Opening reception: September 8, 6-8pm

Sara Meltzer Gallery is proud to present It's All So Black and White, an exhibition of new sculpture and works on paper by New York-based artist Jason Middlebrook.

With a continued emphasis on the tense relationship between man and nature, Jason Middlebrook's new work finds inspiration in recent historical events and current news. While the title of the exhibition suggests an inflexible understanding of "truth," the tone of the show acknowledges a shift in understanding and an increased awareness of such sobering topics as war, waste and natural disaster.

Middlebrook draws from the rich and endless supply of media imagery. Specifically, The New York Times provides his works on paper with images from front-page stories such as Hurricane Katrina, the war in Iraq, the tsunami in Indonesia and the crisis in the Middle East. This is a world in which man is disoriented and surrounded by the disarray of disastrous circumstances. In keeping with his continued interest in the environment, landfills play a primary role, exposing nature as overgrown and out of control. Weeds are the opportunists, exerting a regenerative power where the landscape has been scarred. The site of a bomb explosion or a natural calamity becomes a place where humans flock to witness the destruction and to engage with the debris that bears memory or serves as evidence of lives lost. From these horrific scenes the media spectacle is born.

For his sculptures, Middlebrook visits local dumps to find source material amidst the refuse that not only reveals a previous purpose and functionality, but also reflects on man's relentless consumerism. Employing the ancient decorative art of mosaic, he uses the "double direct" technique - covering objects first with a fiberglass shell before applying a layer of glass tile and grout. In decorating debris, Middlebrook collapses function, context and memory, imbuing discarded objects with new meaning, new form and a newfound strength to withstand the effects of time.

Jason Middlebrook lives and works in Hudson, New York.
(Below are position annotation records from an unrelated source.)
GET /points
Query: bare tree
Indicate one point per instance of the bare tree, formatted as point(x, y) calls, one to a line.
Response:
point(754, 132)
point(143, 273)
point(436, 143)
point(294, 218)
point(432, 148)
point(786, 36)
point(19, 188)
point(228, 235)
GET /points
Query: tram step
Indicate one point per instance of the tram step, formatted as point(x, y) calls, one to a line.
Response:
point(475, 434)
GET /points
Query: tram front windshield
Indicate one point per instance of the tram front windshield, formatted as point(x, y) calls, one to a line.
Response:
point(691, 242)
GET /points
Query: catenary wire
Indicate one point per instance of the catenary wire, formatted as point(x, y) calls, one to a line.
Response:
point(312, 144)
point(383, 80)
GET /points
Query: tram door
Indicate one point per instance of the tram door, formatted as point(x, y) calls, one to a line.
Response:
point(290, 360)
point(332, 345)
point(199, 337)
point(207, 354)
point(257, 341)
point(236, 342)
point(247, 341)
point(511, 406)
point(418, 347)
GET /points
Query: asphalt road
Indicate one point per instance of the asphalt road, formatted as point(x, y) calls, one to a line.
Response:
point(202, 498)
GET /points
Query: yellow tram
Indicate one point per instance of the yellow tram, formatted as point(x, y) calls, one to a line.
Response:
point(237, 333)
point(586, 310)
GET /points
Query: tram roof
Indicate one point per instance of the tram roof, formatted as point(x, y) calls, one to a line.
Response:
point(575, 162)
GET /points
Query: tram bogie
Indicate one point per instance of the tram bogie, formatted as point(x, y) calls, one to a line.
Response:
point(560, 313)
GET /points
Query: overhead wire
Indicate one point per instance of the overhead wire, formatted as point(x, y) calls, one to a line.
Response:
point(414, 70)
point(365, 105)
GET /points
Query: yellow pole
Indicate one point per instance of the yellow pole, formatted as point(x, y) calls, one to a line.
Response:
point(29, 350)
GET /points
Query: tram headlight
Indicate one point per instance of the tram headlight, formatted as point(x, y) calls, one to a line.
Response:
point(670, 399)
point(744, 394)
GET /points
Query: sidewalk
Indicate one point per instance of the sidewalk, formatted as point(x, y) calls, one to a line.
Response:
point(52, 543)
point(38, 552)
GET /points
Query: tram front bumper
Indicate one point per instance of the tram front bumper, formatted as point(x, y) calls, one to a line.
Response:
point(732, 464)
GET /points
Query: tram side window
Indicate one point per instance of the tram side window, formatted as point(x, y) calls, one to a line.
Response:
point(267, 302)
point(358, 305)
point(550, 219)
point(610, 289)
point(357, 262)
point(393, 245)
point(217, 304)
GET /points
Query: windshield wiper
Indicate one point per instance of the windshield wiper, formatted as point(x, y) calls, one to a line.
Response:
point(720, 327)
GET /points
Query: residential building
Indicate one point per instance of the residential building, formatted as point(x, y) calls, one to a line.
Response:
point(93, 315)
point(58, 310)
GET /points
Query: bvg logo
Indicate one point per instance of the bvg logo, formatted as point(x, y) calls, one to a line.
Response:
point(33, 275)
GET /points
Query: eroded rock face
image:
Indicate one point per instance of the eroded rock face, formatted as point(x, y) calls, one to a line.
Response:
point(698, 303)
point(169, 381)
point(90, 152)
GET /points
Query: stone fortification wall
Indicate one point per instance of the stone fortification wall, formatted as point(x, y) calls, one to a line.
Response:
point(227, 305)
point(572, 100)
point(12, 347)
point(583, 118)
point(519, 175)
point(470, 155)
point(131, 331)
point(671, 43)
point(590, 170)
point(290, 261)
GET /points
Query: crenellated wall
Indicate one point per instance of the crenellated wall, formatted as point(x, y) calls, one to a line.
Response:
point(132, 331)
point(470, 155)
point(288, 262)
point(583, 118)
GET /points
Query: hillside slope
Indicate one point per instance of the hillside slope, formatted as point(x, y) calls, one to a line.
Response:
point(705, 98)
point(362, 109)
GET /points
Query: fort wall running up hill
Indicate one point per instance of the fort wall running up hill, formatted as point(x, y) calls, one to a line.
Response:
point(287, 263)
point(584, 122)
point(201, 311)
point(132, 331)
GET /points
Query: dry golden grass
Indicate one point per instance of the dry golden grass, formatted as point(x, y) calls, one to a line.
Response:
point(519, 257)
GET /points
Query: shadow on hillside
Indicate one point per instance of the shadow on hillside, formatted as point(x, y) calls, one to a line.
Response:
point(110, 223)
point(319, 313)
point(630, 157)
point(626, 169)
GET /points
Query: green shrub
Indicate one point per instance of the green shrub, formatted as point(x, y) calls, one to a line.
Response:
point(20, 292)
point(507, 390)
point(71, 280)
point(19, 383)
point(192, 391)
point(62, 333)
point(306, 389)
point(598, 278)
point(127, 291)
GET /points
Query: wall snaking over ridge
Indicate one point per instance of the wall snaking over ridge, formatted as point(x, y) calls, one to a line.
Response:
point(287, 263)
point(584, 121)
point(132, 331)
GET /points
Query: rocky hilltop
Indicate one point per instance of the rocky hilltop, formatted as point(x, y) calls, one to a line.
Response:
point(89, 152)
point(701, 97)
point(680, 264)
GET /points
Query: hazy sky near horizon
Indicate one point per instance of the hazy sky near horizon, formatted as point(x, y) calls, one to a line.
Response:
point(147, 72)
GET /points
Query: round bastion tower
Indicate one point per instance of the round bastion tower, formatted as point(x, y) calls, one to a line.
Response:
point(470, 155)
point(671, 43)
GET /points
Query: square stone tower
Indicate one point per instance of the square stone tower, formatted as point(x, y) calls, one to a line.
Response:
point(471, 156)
He has exhibited at many institutions worldwide, including the Aldrich Museum of Contemporary Art, Ridgefield, Connecticut; the Aspen Art Museum, Aspen, Colorado; Centro Arte Contemporanea, Sienna, Italy; Wellcome Trust, London, England; the Santa Monica Museum of Art, Santa Monica, California; the Addison Gallery of American Art, Andover, Massachusetts; and in New York at the Center for Curatorial Studies at Bard College, the New Museum of Contemporary Art, the Public Art Fund, the Whitney Museum of American Art and Wave Hill.